Pondicherry Institute of Medical Sciences
- Motto: To reach the unreached
- Type: Public
- Established: 2002
- Academic affiliations: Pondicherry University
- Director-Principal: Dr. Renu G'Boy Varghese
- Location: Pondicherry, Puducherry, India
- Website: www.pimsmmm.com

= Pondicherry Institute of Medical Sciences =

Pondicherry Institute of Medical Sciences (PIMS) is a tertiary care hospital and teaching institute at Kalapet in the Union Territory of Puducherry, India. The college has been approved for full recognition by MCI for 150 seats for MBBS degree granted by the Pondicherry University. The PIMS is a unit of The Madras Medical Mission, a charitable society and hospital in Chennai promoted by the members of the Malankara Orthodox Christian community.

== College administration ==
The Office-bearers of The Madras Medical Mission are:
- H. G. Dr.
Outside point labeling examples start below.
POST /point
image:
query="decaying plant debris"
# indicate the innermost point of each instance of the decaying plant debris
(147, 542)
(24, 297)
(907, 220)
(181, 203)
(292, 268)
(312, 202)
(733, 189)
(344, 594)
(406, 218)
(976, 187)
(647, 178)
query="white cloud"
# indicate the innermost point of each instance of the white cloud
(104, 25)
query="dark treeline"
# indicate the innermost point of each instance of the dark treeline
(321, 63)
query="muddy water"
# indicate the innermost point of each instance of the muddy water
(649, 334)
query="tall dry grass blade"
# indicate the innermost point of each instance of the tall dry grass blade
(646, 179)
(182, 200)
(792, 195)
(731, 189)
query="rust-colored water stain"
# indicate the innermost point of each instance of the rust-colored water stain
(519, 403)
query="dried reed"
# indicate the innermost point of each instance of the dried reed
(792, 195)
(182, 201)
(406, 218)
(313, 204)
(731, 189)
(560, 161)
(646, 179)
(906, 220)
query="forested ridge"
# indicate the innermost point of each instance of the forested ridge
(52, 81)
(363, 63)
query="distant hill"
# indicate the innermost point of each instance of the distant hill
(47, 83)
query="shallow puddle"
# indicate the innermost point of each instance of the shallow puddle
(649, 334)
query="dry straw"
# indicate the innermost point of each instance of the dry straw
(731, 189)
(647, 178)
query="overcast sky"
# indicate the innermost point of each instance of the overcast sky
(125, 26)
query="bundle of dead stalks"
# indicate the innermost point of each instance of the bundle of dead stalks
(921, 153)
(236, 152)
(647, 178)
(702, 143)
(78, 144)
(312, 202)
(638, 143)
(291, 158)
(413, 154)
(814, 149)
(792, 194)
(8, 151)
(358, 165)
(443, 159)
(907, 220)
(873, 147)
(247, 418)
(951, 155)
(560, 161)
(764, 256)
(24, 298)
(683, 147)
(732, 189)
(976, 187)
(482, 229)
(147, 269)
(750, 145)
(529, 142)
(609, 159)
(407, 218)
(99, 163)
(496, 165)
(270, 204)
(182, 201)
Yuhanon Mar Diascoros, Bishop of Madras - Hon. President
- Reji Abraham - Hon. Vice-President
- M. M. Philip - Hon. Secretary and Chairman (PIMS)
- E. John Thomas - Hon. Treasurer

The Hospital/Medical School is currently administered by Director-Principal Dr. Renu G'Boy Varghese. Administrative Officers include:
- Dean UG (Undergraduate Studies): Dr. Johnny Asir
- Dean PG (Postgraduate Studies): Dr. Sheela Devi Bazroy
- Dean Research: Dr. Reba Kanungo
- Dean MEU: Dr. Subhasis Das
- Registrar: Dr. Anil J. Purty

== Academics and courses ==
PIMS has a Medical College, Multi-Specialty Hospital and a Nursing College.

PIMS Pondicherry offers more than 20 courses in medical stream including MBBS, MD, MS and M Ch in plastic surgery. All these courses include undergraduate, post graduate and doctoral courses. It also has post graduate diplomas in many fields.

=== College of Nursing, PIMS ===
College of Nursing (French: Collège des sciences infirmières), Pondicherry Institute of Medical Sciences was established in 2004 and is affiliated to Pondicherry University. It offers BSc and Msc in nursing.